Já Umland é mais categórico: “A Wagner está sem liderança política e, sem ela, não vejo como o podem conseguir. Por agora, Putin resolveu o problema.” O analista alemão, porém, avisa que Prigozhin era apenas “o sintoma” de um descontentamento mais profundo que ainda grassa no Exército, facto também destacado por Daniel Treisman. “Isto não vai melhorar o moral dos oficiais mais radicais que partilham a frustração de Prigozhin com os comandantes militares”, diz o norte-americano.
É precisamente esse descontentamento, ligado sobretudo ao rumo incerto da guerra na Ucrânia, que pode levar a uma convulsão interna na política russa. Poucos dias antes da morte de Prigozhin, a consultora russa Tatyana Stonovaya previa que, à medida que o conflito se arrasta, o desagrado pode dar azo a novas atitudes: “Esta viragem para os problemas internos pode levar a uma atitude mais pragmática face à guerra da Ucrânia, que ao mesmo tempo pode tornar o Estado muito mais implacável com os seus cidadãos”, alvitrou, num artigo publicado na Foreign Affairs.

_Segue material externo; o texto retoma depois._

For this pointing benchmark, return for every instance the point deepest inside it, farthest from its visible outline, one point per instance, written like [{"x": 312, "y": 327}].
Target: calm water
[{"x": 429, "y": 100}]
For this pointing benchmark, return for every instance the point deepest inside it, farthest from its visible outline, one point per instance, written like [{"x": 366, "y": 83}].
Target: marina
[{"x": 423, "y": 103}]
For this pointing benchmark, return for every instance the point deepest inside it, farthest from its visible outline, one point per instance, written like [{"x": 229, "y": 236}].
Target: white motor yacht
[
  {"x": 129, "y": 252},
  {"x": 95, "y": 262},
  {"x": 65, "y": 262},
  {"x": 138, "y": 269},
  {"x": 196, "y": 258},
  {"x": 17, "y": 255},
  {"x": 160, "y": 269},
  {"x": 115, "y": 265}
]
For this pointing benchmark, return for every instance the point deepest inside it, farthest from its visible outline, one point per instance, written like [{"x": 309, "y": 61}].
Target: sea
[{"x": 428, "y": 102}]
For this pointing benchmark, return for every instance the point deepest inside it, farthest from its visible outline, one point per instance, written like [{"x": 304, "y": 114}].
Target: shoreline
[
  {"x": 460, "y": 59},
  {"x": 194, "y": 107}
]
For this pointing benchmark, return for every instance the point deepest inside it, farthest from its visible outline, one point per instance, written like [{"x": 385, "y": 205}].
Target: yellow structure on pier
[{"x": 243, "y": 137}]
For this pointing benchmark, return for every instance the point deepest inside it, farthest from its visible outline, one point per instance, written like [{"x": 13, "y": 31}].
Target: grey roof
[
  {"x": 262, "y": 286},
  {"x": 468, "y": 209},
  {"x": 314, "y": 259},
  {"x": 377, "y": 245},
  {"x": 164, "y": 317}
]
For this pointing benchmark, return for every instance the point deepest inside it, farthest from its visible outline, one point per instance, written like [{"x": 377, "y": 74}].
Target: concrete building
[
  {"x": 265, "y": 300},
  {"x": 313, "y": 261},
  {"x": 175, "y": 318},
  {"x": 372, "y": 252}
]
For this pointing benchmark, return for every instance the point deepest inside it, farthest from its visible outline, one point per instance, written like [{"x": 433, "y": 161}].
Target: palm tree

É precisamente por isso que Andreas Umland considera que, embora a morte de Prigozhin seja um problema interno da Rússia, “joga a favor da Ucrânia”. “Tudo isto enfraqueceu Putin. A curto-prazo, ele conseguiu restabelecer a cadeia de comando, mas os problemas ainda lá estão. Talvez outros ‘cisnes negros’, como Prigozhin, se levantem no futuro.”